When the first explosion occurred at the Boston Marathon in 2013, David Storto was a mile away from crossing the finish line. His son had already completed the course and was celebrating with their team at Spaulding Rehabilitation Hospital, the facility Storto oversees as president.
Nearly five years later, he remembers it all.
“It was unclear at first what was going on. Some people had some cell phones, but couldn’t get coverage,” Storto explained. “Word started to spread within a couple minutes that there was some type of explosion.”
Within the next few hours, Storto and his team at Spaulding rushed to prepare. Through updates on victims in the news, they knew to expect an influx of patients with amputations and burns.
“We’ve never seen this number of patients with the similar type of injuries all happen at the same time,” said Dr. David Crandell, who runs the hospital’s amputee program.
But the sheer number of patients was not the only concern. In the days following the bombings, Spaulding was in the process of moving into a new location in Charlestown. That meant they had to get everything up and running in time for the first survivors to arrive.
“We describe it almost as a military operation. We started the morning at 4:30 in the morning,” Crandell said, “We were working on bringing over a number of patients.”
Twelve days after the explosions, patients from the marathon made their way into the hospital.
“It was a little intimidating I guess at first just because there had been so much publicity,” said Carlyn Wells, a physical therapist.
She had been on the job for less than a year when she was faced with more than she could have imagined on the job. In the weeks and months that followed, she would go on to help several marathon survivors.

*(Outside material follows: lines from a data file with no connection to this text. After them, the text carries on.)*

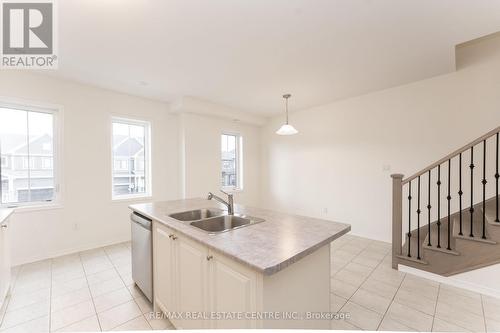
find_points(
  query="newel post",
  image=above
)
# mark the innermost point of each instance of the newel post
(397, 217)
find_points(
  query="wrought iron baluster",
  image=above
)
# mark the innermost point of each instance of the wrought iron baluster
(439, 206)
(497, 175)
(471, 209)
(429, 211)
(484, 182)
(460, 192)
(418, 219)
(449, 205)
(409, 219)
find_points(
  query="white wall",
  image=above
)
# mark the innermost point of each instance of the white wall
(338, 165)
(200, 135)
(88, 217)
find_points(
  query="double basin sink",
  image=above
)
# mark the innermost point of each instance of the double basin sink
(214, 220)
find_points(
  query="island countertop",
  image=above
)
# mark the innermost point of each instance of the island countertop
(267, 247)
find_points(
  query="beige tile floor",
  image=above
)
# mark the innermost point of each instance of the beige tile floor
(379, 298)
(87, 291)
(94, 291)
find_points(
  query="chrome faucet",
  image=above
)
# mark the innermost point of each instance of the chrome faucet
(229, 203)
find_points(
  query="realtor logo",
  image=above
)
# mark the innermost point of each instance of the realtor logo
(28, 34)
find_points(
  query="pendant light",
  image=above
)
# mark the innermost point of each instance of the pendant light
(287, 129)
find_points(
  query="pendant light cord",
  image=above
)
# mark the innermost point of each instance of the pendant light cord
(286, 97)
(287, 110)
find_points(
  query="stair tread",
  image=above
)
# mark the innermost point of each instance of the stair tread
(420, 261)
(477, 228)
(442, 249)
(444, 236)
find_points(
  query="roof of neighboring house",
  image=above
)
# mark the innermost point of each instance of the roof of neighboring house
(16, 144)
(128, 147)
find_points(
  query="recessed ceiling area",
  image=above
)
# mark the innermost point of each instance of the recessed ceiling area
(246, 54)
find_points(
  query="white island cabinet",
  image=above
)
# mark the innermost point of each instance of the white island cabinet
(274, 274)
(5, 263)
(191, 280)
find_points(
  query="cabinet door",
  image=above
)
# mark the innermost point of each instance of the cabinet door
(164, 258)
(4, 261)
(192, 272)
(233, 289)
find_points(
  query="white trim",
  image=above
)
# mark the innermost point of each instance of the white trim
(239, 162)
(57, 111)
(450, 280)
(147, 124)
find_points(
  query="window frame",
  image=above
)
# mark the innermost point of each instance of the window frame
(239, 162)
(147, 158)
(57, 112)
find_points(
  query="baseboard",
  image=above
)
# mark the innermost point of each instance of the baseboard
(450, 280)
(64, 252)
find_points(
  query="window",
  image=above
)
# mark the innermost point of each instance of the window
(27, 149)
(131, 158)
(231, 175)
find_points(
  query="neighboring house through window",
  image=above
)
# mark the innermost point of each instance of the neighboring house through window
(27, 149)
(131, 158)
(231, 158)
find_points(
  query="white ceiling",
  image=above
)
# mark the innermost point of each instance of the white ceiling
(247, 53)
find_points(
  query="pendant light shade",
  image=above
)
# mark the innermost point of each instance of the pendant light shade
(287, 129)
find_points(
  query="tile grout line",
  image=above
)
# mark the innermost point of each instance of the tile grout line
(359, 287)
(347, 300)
(392, 302)
(435, 307)
(126, 287)
(90, 292)
(484, 315)
(21, 308)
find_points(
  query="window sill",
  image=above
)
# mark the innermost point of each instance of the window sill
(131, 198)
(35, 208)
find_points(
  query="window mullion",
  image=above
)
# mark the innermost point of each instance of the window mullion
(29, 155)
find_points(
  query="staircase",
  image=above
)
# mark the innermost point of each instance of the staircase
(446, 217)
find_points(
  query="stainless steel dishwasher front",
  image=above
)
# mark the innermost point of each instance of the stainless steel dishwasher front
(142, 259)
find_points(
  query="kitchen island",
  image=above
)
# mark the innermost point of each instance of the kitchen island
(273, 274)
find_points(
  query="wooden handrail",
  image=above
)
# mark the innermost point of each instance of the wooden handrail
(453, 154)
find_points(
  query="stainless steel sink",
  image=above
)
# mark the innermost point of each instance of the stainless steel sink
(225, 223)
(198, 214)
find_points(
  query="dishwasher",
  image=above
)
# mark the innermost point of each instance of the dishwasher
(142, 259)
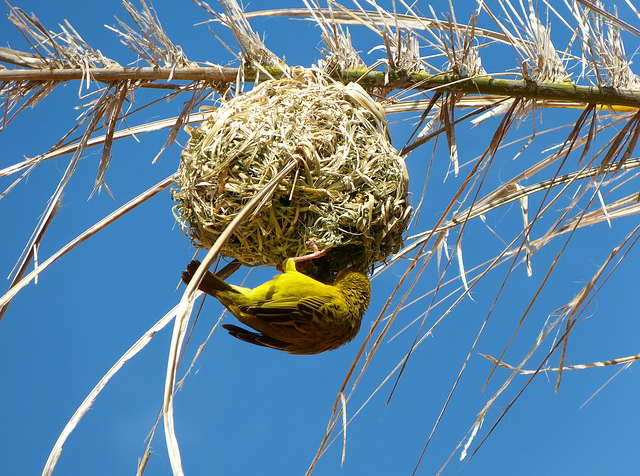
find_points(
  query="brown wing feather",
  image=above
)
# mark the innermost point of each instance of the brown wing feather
(304, 310)
(255, 337)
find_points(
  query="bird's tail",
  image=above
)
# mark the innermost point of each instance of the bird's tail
(210, 284)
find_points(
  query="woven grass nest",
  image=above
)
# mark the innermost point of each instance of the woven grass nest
(348, 194)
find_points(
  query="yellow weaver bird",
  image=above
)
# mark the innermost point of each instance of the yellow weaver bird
(293, 312)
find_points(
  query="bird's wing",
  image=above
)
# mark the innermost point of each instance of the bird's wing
(293, 312)
(255, 337)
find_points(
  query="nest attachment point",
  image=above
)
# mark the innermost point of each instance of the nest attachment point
(348, 194)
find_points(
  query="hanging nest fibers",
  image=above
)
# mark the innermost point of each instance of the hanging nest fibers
(348, 193)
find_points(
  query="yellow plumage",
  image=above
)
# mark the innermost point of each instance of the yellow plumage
(293, 312)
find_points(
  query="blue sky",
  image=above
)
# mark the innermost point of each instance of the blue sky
(248, 410)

“These patient injuries felt personal,” said Wells. “But I knew that I was doing something positive after something negative. And that was kind of what I thought of each day.”
In total, Spaulding provided inpatient treatment to 32 bombing survivors, including 15 who needed amputations. Nearly five years later, their doctors, nurses and therapists still vividly remember them all.
“We had an immediate bond. I don’t even know how to describe it,” nurse Laura Driscoll said of one patient.
Many have kept in touch over the years, in some cases going on to write books and inspire films. However, the most significant change for the hospital has been the increased interest and focus on rehabilitation medicine.
“I think it’s strengthened my resolve to work to have the public understand how important rehab medicine is,” said Storto. “The whole tragedy of the bombing just kind of magnified all of that desire I had to make sure people knew how important rehabilitation medicine is.”